Facial Coverings and COVID-19: Reality Meets Theory and Then What?

Posted September 2, 2020

By Lynn White

An image of the Covid-19 virus
I must preface this blog with a confession. I have taken advantage of an unfolding tragedy of epic proportions, namely, the COVID-19 pandemic. However, I did this and I will continue to do so for good reasons. Educators acknowledge their responsibility for engaging students to enhance learning. But how and to what end? A wealth of research has helped us establish best practices for engaging students and defining learning objectives. However, after those objectives are met, what then? We assign a grade and wait for next semester’s students to take their seats? Most (if not all) of our students will become valued contributors to society and some will be the leaders of tomorrow. I think many of us assume or hope that these students will take what we teach them and use this to make informed and civic-minded decisions. But to what extent do we make this expectation explicit for them and facilitate this behavior? Can we do this without preaching from the podium? These were some of the questions I asked myself as COVID case numbers climbed in March, when social distancing and mask wearing mandates and suggestions were largely ignored.

The Task at Hand

A woman wearing a face mask, with only her eyes uncovered

The overwhelming consensus among scientists and medical professionals is that the spread of COVID-19 could be curtailed through the “simple” act of wearing a face covering. Yet, in the United States, we have seen a remarkable resistance to dawning a mask, suggesting this behavior is anything but simple. Understanding why poses a significant challenge and a necessary first step to effect change. A good place to start is the university classroom. Indeed, people in this demographic have come under recent criticism. Remember the distressing scenes of university students partying and “letting loose” on the sandy beaches of Florida during spring break of 2020? Many such instances followed.
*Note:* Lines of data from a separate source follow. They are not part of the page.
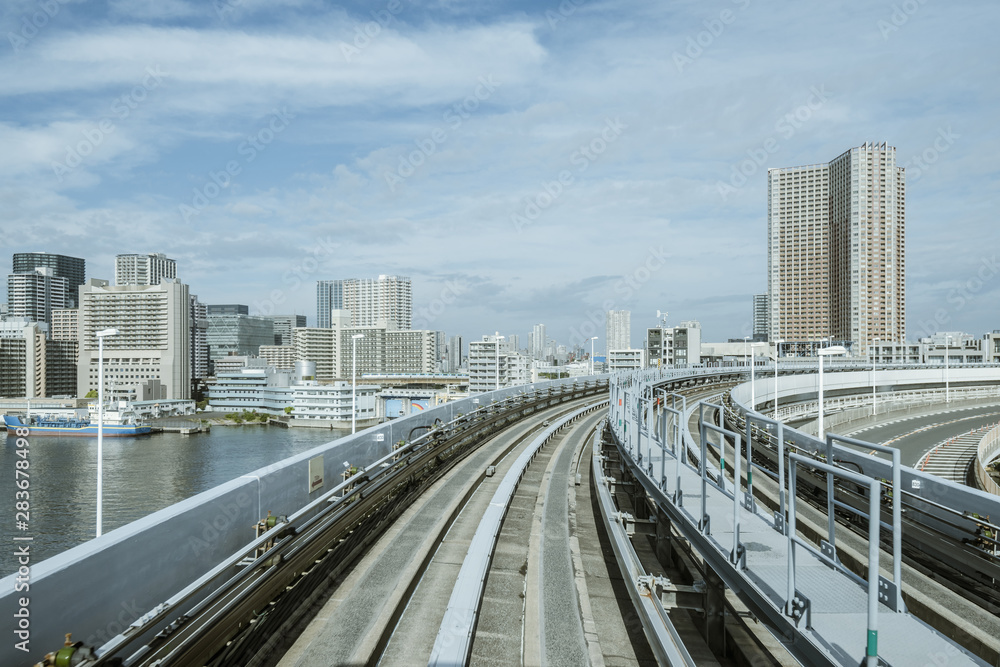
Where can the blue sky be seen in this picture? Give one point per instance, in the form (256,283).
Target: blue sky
(522,162)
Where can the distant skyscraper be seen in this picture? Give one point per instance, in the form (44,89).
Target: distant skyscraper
(538,342)
(73,269)
(147,269)
(618,330)
(836,249)
(199,339)
(329,296)
(384,299)
(150,356)
(227,309)
(760,317)
(454,354)
(33,296)
(230,332)
(283,326)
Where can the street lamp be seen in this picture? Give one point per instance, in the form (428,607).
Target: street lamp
(101,335)
(825,352)
(874,355)
(947,344)
(354,380)
(592,354)
(499,338)
(777,353)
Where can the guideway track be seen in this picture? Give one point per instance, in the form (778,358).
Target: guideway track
(751,552)
(317,543)
(360,621)
(957,556)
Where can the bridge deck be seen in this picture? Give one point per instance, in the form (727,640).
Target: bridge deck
(838,604)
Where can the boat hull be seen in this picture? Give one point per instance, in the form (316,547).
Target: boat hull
(88,431)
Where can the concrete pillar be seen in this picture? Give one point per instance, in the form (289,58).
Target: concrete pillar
(664,544)
(715,612)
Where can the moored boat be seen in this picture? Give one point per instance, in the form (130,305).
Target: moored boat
(118,423)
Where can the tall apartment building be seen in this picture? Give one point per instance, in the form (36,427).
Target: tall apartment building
(329,297)
(150,357)
(73,269)
(454,354)
(282,357)
(22,359)
(65,324)
(383,299)
(383,348)
(836,249)
(536,342)
(230,331)
(34,295)
(759,320)
(318,345)
(200,358)
(488,364)
(673,346)
(618,330)
(147,269)
(283,327)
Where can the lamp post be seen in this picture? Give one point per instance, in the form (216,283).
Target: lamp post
(499,338)
(592,354)
(101,335)
(354,380)
(777,353)
(947,344)
(874,355)
(825,352)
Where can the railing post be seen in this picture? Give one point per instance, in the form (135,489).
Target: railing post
(703,522)
(874,526)
(897,529)
(830,516)
(736,557)
(779,520)
(790,593)
(663,443)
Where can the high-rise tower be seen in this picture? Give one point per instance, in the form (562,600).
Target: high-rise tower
(836,249)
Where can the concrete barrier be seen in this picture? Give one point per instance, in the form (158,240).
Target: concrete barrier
(989,451)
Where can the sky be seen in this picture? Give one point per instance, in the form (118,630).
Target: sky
(522,162)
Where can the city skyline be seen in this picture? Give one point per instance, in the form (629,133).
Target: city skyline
(492,179)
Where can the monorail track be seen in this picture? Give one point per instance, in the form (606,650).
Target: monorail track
(272,582)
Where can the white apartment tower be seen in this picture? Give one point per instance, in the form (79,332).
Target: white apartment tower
(147,269)
(618,330)
(487,364)
(385,299)
(836,249)
(150,357)
(760,307)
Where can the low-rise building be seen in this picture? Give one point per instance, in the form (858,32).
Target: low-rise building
(620,361)
(270,392)
(282,357)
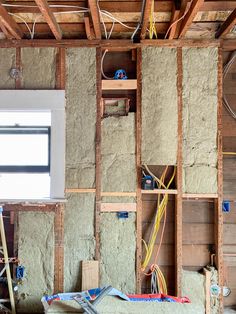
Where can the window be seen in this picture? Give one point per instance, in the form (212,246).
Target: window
(32,145)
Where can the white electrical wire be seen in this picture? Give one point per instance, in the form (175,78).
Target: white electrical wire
(225,72)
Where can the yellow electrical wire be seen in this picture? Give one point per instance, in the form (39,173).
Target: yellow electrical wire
(161,207)
(152,30)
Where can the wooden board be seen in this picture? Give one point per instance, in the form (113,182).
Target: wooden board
(117,207)
(90,275)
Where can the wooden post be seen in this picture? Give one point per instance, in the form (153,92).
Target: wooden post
(60,68)
(18,67)
(98,155)
(178,205)
(218,203)
(139,174)
(59,249)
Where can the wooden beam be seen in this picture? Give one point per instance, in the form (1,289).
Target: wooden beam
(139,172)
(59,249)
(95,15)
(49,18)
(118,207)
(227,25)
(9,23)
(181,14)
(189,17)
(173,23)
(98,179)
(146,16)
(179,199)
(218,202)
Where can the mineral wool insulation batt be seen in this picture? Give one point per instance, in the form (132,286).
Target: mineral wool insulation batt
(200,120)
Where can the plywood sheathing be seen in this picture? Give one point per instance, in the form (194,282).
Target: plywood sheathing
(36,253)
(80,117)
(118,247)
(7,61)
(159,106)
(79,237)
(118,154)
(200,120)
(38,68)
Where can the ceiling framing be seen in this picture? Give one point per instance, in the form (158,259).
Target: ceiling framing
(92,19)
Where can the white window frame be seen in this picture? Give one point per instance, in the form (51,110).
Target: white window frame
(54,102)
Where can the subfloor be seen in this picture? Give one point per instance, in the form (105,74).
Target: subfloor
(114,305)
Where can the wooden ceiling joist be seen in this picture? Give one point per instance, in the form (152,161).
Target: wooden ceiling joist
(227,25)
(95,15)
(49,18)
(146,16)
(9,24)
(182,10)
(189,17)
(173,24)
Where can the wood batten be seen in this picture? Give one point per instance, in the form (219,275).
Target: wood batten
(88,29)
(173,22)
(49,18)
(146,15)
(227,25)
(95,15)
(10,27)
(189,17)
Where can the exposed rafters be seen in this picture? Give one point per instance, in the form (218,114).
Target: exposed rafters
(173,19)
(49,18)
(182,10)
(9,23)
(146,16)
(227,25)
(95,15)
(189,17)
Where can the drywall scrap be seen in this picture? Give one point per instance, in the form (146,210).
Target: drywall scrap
(38,68)
(118,154)
(7,62)
(159,106)
(36,254)
(200,120)
(118,247)
(79,241)
(113,305)
(80,117)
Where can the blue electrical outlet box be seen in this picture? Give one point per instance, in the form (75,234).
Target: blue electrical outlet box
(226,206)
(123,215)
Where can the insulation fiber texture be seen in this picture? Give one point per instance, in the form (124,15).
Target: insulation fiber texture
(159,106)
(200,120)
(118,247)
(7,61)
(78,236)
(118,154)
(80,117)
(39,68)
(36,253)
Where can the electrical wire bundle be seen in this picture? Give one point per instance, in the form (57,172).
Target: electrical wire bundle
(158,283)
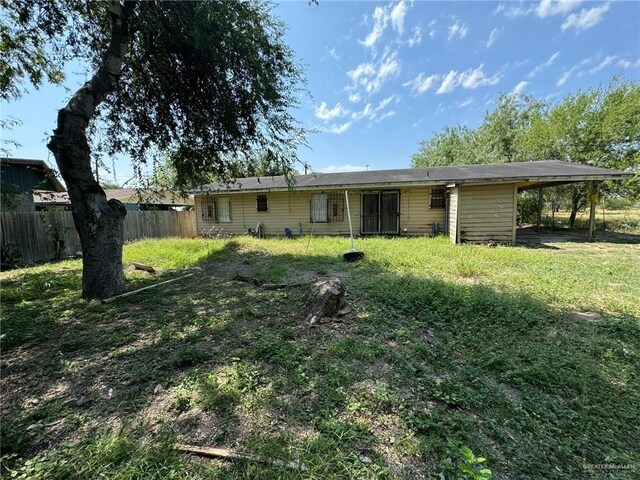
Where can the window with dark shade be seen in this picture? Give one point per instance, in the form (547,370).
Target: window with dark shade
(327,207)
(437,198)
(262,204)
(319,213)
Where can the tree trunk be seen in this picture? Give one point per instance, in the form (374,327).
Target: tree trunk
(100,223)
(575,205)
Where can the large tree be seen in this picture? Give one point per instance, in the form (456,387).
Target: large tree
(208,80)
(599,127)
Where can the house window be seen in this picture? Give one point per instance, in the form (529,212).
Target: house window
(319,208)
(216,210)
(223,210)
(437,198)
(262,204)
(336,207)
(327,207)
(209,209)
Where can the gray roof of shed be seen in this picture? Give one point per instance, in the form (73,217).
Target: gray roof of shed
(483,173)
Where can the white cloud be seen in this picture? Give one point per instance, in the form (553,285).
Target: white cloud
(338,128)
(397,16)
(604,64)
(587,18)
(344,168)
(544,65)
(457,29)
(323,112)
(422,83)
(380,20)
(372,76)
(370,112)
(493,36)
(416,38)
(563,78)
(472,79)
(513,11)
(624,63)
(432,29)
(465,103)
(382,17)
(547,8)
(355,97)
(449,83)
(519,88)
(568,73)
(386,115)
(415,124)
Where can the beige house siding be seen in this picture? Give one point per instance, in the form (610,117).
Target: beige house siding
(454,198)
(487,213)
(416,215)
(292,210)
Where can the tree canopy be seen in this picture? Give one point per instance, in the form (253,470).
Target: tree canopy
(599,127)
(211,81)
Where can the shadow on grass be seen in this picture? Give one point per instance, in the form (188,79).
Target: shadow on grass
(216,362)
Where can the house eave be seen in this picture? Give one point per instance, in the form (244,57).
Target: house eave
(421,183)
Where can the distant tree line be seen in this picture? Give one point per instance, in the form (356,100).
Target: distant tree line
(599,127)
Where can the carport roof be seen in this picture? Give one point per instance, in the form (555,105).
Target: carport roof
(528,172)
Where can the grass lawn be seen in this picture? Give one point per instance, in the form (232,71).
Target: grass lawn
(622,221)
(530,357)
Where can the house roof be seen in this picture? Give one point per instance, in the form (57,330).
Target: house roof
(40,174)
(544,171)
(125,195)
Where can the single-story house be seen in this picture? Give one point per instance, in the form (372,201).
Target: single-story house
(473,203)
(133,199)
(20,177)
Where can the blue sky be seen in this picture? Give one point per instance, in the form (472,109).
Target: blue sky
(382,76)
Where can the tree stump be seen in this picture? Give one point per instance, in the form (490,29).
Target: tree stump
(325,299)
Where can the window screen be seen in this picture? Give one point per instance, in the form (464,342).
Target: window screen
(319,208)
(223,210)
(209,209)
(437,198)
(261,203)
(336,207)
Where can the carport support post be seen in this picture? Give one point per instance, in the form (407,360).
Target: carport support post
(593,197)
(539,219)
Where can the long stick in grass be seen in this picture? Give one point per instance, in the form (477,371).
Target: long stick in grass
(133,292)
(231,455)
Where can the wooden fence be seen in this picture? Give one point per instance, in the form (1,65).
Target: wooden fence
(34,234)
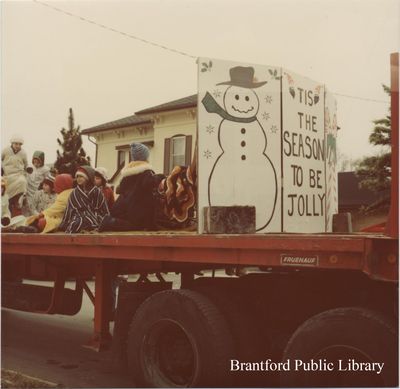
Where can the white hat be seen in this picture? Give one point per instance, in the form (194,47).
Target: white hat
(82,174)
(102,171)
(17,139)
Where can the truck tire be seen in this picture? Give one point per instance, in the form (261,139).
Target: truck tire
(249,338)
(342,334)
(178,338)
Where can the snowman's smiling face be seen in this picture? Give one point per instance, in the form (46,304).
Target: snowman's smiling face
(241,102)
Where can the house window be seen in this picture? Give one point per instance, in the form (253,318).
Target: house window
(178,149)
(177,152)
(121,158)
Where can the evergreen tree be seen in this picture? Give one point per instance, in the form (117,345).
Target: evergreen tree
(72,155)
(375,171)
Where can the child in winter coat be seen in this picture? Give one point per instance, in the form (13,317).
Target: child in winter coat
(14,164)
(44,197)
(40,171)
(100,180)
(86,206)
(50,219)
(135,207)
(5,210)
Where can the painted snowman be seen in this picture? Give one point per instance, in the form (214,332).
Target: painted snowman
(242,174)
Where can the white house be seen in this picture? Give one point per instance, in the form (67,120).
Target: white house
(169,130)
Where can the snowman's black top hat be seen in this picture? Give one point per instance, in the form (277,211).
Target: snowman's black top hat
(243,77)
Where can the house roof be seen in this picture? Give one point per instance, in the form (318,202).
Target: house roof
(185,102)
(128,121)
(350,194)
(133,120)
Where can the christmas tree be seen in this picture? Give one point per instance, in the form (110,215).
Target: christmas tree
(72,155)
(375,171)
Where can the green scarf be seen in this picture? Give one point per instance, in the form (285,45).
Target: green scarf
(213,107)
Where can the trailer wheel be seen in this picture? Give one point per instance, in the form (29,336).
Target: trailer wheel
(346,335)
(178,338)
(249,338)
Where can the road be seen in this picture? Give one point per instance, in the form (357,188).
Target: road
(49,347)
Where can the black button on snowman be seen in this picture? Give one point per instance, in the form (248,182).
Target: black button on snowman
(242,174)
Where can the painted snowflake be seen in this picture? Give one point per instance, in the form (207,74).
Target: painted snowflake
(210,129)
(217,93)
(268,99)
(207,154)
(266,116)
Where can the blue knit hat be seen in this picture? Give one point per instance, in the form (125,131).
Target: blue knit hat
(139,152)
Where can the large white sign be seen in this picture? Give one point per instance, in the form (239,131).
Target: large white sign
(303,154)
(239,139)
(331,159)
(261,142)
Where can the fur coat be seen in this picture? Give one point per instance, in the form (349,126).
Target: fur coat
(136,202)
(85,210)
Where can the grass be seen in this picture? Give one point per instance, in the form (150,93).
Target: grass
(13,379)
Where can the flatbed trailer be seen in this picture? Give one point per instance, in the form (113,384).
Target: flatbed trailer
(305,310)
(280,281)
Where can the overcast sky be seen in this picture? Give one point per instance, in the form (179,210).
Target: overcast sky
(51,61)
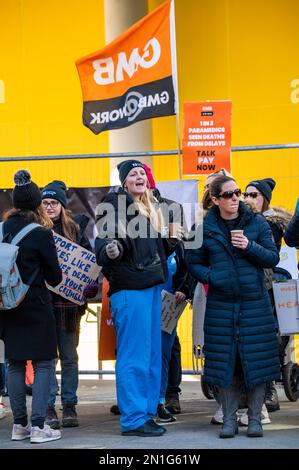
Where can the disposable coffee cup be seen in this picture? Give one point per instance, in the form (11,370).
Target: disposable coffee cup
(173,230)
(236,232)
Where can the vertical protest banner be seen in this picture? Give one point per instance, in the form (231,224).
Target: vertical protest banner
(207,137)
(79,269)
(134,77)
(107,337)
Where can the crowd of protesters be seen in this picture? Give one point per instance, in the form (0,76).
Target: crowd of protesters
(142,252)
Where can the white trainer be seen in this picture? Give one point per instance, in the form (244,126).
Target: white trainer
(3,410)
(218,416)
(46,434)
(243,420)
(19,432)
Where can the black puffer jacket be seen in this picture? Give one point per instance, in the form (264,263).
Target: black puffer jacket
(143,260)
(291,235)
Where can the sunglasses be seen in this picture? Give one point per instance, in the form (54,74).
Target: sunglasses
(230,194)
(254,195)
(52,204)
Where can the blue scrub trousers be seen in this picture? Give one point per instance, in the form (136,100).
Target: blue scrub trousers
(136,317)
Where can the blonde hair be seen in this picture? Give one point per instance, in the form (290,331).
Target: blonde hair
(38,216)
(70,228)
(147,205)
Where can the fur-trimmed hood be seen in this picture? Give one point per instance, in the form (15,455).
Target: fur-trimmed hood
(279,216)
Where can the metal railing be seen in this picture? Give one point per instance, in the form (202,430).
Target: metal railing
(243,148)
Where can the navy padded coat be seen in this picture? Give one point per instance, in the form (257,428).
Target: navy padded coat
(238,313)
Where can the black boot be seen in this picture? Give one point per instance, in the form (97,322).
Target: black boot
(271,399)
(69,416)
(256,398)
(229,398)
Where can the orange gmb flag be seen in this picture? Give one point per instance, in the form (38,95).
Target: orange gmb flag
(207,137)
(134,77)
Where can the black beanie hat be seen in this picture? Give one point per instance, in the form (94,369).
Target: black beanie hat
(26,194)
(55,190)
(126,166)
(265,187)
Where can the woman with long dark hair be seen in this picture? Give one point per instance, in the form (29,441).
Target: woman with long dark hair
(67,314)
(28,330)
(240,345)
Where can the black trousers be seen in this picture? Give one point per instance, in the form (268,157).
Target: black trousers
(175,370)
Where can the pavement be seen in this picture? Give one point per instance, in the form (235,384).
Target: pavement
(99,429)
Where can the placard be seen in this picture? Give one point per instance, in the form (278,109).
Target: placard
(207,137)
(171,311)
(79,269)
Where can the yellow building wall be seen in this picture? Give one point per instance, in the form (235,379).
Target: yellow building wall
(246,52)
(226,49)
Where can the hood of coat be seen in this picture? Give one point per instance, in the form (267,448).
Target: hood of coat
(278,216)
(213,215)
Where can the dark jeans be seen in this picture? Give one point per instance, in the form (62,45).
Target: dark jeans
(175,370)
(2,378)
(40,391)
(67,348)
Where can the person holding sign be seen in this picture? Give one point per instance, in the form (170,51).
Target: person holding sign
(291,235)
(67,313)
(241,345)
(133,254)
(28,330)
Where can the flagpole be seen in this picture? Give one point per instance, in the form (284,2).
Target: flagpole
(175,81)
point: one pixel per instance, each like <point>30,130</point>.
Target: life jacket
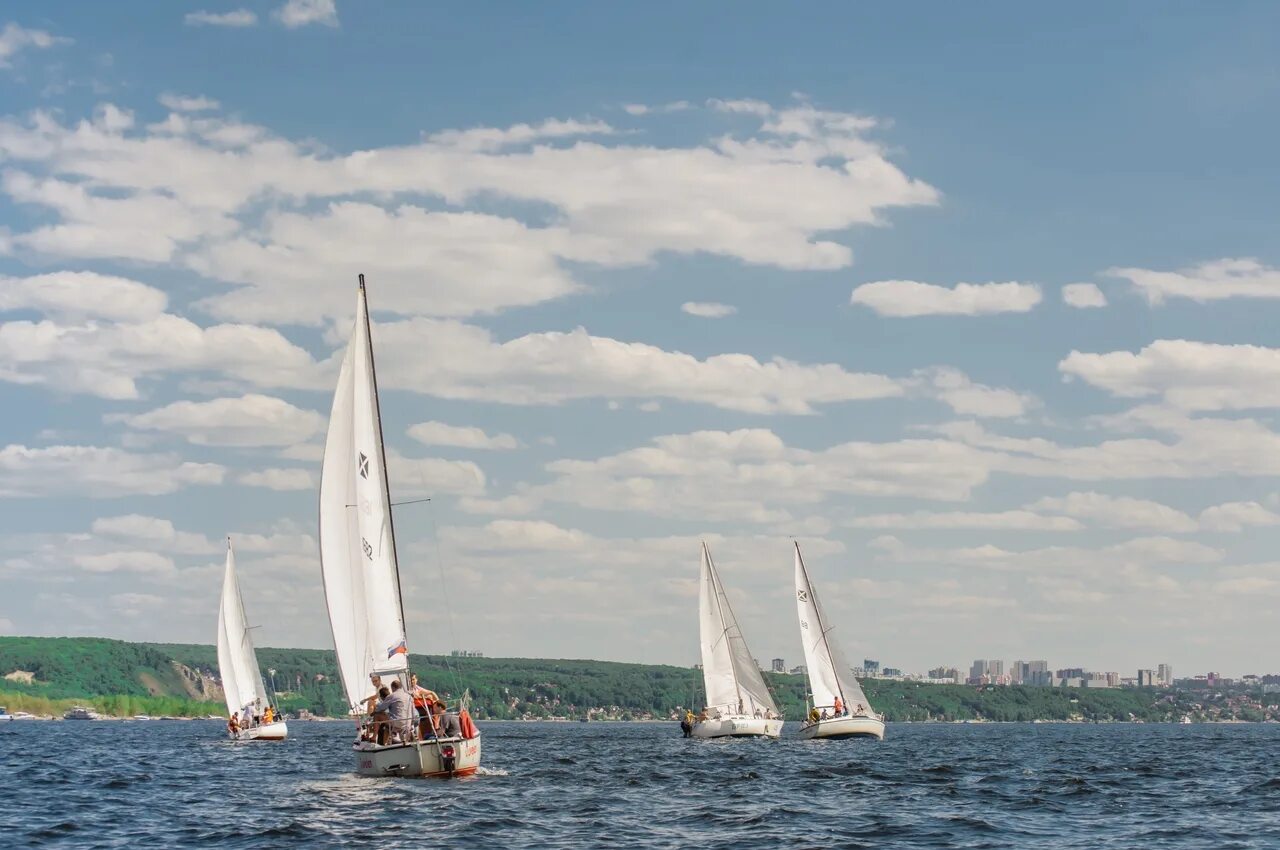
<point>469,727</point>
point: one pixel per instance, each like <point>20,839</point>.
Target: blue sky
<point>876,209</point>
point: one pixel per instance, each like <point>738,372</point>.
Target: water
<point>581,785</point>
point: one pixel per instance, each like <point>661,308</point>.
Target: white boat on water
<point>842,707</point>
<point>737,700</point>
<point>361,571</point>
<point>237,665</point>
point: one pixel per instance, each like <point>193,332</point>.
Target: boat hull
<point>737,727</point>
<point>277,731</point>
<point>842,727</point>
<point>419,758</point>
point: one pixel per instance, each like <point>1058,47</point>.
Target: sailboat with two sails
<point>737,700</point>
<point>361,574</point>
<point>247,700</point>
<point>840,707</point>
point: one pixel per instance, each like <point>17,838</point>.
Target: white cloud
<point>181,188</point>
<point>109,359</point>
<point>248,420</point>
<point>186,104</point>
<point>1235,516</point>
<point>81,295</point>
<point>1118,512</point>
<point>155,533</point>
<point>236,18</point>
<point>968,398</point>
<point>278,479</point>
<point>464,437</point>
<point>1083,296</point>
<point>124,562</point>
<point>455,360</point>
<point>300,13</point>
<point>96,473</point>
<point>1002,520</point>
<point>708,309</point>
<point>14,39</point>
<point>1214,280</point>
<point>1188,375</point>
<point>904,298</point>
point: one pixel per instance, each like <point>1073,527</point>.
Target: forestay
<point>730,672</point>
<point>237,662</point>
<point>830,675</point>
<point>357,552</point>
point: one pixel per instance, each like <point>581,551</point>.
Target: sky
<point>977,305</point>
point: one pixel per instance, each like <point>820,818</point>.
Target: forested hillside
<point>182,679</point>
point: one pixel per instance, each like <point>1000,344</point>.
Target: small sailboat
<point>361,572</point>
<point>842,709</point>
<point>737,700</point>
<point>237,665</point>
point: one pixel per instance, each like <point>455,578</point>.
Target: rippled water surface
<point>165,784</point>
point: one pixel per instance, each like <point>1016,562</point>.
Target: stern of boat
<point>446,758</point>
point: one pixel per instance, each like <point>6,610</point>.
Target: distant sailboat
<point>237,665</point>
<point>737,702</point>
<point>361,572</point>
<point>839,699</point>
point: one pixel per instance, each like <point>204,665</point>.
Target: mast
<point>382,449</point>
<point>822,627</point>
<point>716,588</point>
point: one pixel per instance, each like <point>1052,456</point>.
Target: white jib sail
<point>237,663</point>
<point>830,675</point>
<point>730,673</point>
<point>357,553</point>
As a health psychologist and university professor, I wondered if I could use these events to: 1) effectively teach a health behavior theory through a guided activity; 2) use this health behavior theory to increase the students’ self-awareness of their own behaviors and contributory variables; and 3) help students to see how individuals contribute to public health and our shared responsibility for the wellbeing of the people around us. 

The Health Belief Model

The Health Belief Model, please review the text in the Teaching and using the health belief model pre-COVID section for a description of what is being depicted
Godfrey Hochbaum, Stephen Kegeles, Howard Leventhal, and Irwin Rosenstock developed the Health Belief Model

(HBM)in the 1950s and 60s. Working for the United States Public Health Service, they set out to explain why so many people in the United States refused to be vaccinated (at no cost) for tuberculosis. The HBM maintains that an individual’s perception of threat predicts whether they will or will not engage in a health behavior to mitigate that threat (see figure below). Several variables feed into the perception of threat and these are grouped into three categories: psychosocial and demographic variables, individual perceptions, and cues to action (Rosenstock,1966). Psychosocial variables include such things as personality, social norms, intelligence, self-efficacy, and past experiences. Demographic variables include age, sex, SES, and religious affiliation, among others. Individual perceptions center around susceptibility, severity, benefits of preventative action, and barriers of preventative action associated with the target behavior. Cues to action refer to internal and external stimuli that trigger or otherwise encourage the health behavior. Though certainly not perfect, research does support the utility of the HBM for predicting whether individuals will engage in preventative health behaviors (see Conner & Norman, 2015).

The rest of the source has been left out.